Every headline table, log-scaled, colored by entity class

The full per-table breakdown drives the §Depth picture. Notable headline numbers:

Genomes, pangenomes, clusters. 293,059 KBase ke_pangenome genomes; 27,690 GTDB species clades / pangenomes; 132.5M gene clusters; 1,011,650,903 KBase pangenome genes. 1,158,553 SPIRE MAGs and 52,515 JGI GEM-MAGs in refdata. 3,110 ENIGMA depot genomes (6,705 ENIGMA SDT genomes), 4,923 PROTECT MIND genomes, ~1,950 PhageFoundry host genomes across 5 host species.

Proteins / structures. 215,130,942 UniProt proteins; 475,217,233 UniRef100 / 188,848,220 UniRef90 / 60,315,044 UniRef50 clusters (2026-01). 241,070,489 AlphaFold predicted structures. ~253K PDB experimental structures.

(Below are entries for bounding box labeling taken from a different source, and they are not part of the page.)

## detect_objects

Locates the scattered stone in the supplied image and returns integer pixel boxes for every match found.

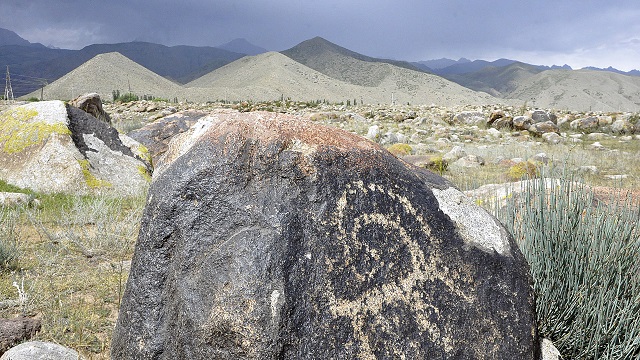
[401,154,449,172]
[512,116,533,130]
[69,93,111,125]
[380,131,400,145]
[442,145,467,162]
[611,120,636,134]
[453,111,486,125]
[487,128,502,138]
[492,116,513,129]
[569,116,599,131]
[0,317,42,353]
[129,111,207,160]
[575,165,598,175]
[0,101,151,196]
[527,121,560,136]
[366,125,380,142]
[0,341,81,360]
[598,115,613,127]
[542,132,563,145]
[0,192,40,206]
[529,110,555,125]
[111,113,540,360]
[587,133,608,140]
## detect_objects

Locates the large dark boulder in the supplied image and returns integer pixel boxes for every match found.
[111,113,539,360]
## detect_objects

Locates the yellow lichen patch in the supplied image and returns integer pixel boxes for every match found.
[387,143,413,156]
[78,160,113,189]
[138,165,151,182]
[0,108,71,154]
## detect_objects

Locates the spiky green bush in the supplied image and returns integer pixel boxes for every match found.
[496,180,640,359]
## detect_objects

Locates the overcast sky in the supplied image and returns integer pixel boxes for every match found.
[0,0,640,71]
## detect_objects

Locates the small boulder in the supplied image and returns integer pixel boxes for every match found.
[452,155,484,168]
[0,341,82,360]
[69,93,111,125]
[111,112,540,360]
[611,120,636,134]
[442,145,467,162]
[569,116,599,131]
[527,121,560,136]
[541,132,563,145]
[512,116,533,130]
[128,110,207,159]
[453,111,486,125]
[529,110,551,124]
[0,101,152,196]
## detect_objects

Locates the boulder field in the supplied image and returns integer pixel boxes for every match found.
[111,112,540,360]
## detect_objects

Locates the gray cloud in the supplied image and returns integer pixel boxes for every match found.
[0,0,640,70]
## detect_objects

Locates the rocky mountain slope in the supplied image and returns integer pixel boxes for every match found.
[282,37,422,86]
[27,53,183,100]
[186,52,501,105]
[506,70,640,111]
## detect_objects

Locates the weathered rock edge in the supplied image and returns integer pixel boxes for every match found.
[111,113,540,359]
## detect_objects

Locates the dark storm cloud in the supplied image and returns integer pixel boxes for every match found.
[0,0,640,70]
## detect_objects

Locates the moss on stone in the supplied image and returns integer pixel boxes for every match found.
[387,143,413,156]
[136,144,153,166]
[78,160,113,189]
[138,165,151,182]
[0,108,71,154]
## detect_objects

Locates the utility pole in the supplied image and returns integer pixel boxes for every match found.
[4,65,14,104]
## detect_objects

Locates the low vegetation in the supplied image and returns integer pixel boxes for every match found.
[0,189,144,359]
[497,180,640,360]
[0,101,640,359]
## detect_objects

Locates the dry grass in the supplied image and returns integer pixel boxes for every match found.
[0,101,640,359]
[0,191,144,359]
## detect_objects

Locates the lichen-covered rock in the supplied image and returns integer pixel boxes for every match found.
[69,93,111,125]
[128,110,207,159]
[111,113,540,360]
[0,341,82,360]
[0,101,151,195]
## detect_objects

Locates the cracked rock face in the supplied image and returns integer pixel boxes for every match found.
[0,101,152,195]
[111,113,539,359]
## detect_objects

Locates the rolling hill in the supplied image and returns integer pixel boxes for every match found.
[505,70,640,111]
[30,53,183,100]
[282,37,423,86]
[185,52,503,105]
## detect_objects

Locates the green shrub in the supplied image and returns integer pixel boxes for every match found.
[0,206,20,271]
[113,92,140,103]
[496,180,640,360]
[507,160,540,181]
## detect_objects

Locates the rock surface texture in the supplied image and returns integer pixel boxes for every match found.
[111,112,540,360]
[0,101,152,195]
[0,341,82,360]
[69,93,111,125]
[128,111,206,159]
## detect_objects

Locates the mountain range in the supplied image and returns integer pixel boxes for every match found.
[0,29,640,111]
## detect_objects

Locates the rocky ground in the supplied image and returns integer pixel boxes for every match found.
[97,101,640,190]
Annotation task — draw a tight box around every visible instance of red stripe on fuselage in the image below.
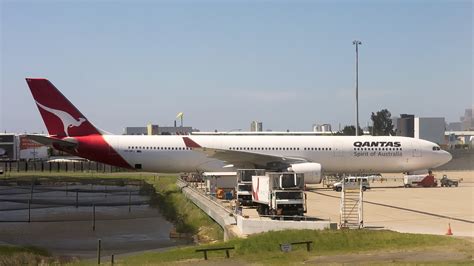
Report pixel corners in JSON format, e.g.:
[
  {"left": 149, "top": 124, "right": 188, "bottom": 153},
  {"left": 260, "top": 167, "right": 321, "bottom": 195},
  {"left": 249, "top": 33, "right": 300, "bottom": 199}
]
[{"left": 55, "top": 135, "right": 132, "bottom": 168}]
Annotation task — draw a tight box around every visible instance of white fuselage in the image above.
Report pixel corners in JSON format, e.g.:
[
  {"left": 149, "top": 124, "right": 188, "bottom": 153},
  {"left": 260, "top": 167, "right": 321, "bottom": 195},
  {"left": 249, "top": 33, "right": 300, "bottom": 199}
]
[{"left": 103, "top": 135, "right": 451, "bottom": 173}]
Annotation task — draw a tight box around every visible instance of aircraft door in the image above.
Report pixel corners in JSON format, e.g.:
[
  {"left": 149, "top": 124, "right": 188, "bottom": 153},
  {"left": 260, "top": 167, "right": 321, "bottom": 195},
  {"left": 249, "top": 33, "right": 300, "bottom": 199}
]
[
  {"left": 333, "top": 142, "right": 344, "bottom": 157},
  {"left": 413, "top": 147, "right": 422, "bottom": 157}
]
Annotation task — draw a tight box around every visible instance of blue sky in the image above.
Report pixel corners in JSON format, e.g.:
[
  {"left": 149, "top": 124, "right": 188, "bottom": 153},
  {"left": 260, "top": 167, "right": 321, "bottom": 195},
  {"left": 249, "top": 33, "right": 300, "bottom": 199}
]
[{"left": 0, "top": 1, "right": 474, "bottom": 133}]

Phenotype / fitness / growth. 27,410,721 FitnessBrowser per-gene fitness measurements across 7,552 experiments and 228,709 genes. 97,334 BacDive strain phenotype profiles. 57,302 carbon-source phenotype measurements. 10,744 Web of Microbes growth observations across 37 organisms.

Field samples and environmental data. 463,972 MicrobeAtlas 16S samples (98,919 OTUs, 260,831,135 OTU-count rows). 114,943 USGS produced-water samples; 16,640 NMDC biosamples; 5,438 NETL produced-water DNA samples; 4,346 ENIGMA SDT samples + 579 ENIGMA DDT measurement 'bricks'; 2,371 Planet Microbe samples; 218,510 ENIGMA SDT ASVs; 83,287 AlphaEarth environment embeddings indexed to KBase genomes.

Community multi-omics. 75,119,498 metatranscriptomic abundance rows (NMDC GOLD). 29,023,980 kraken + 482,669 gottcha taxonomic profile rows. 9,928,244 NOM mass spec assignments.

Phage / virus / mobile. 24,435,662 MetaVR + 15,677,623 IMG/VR viral sequence records (refdata). 933,103 PhageFoundry strain-modelling gene records.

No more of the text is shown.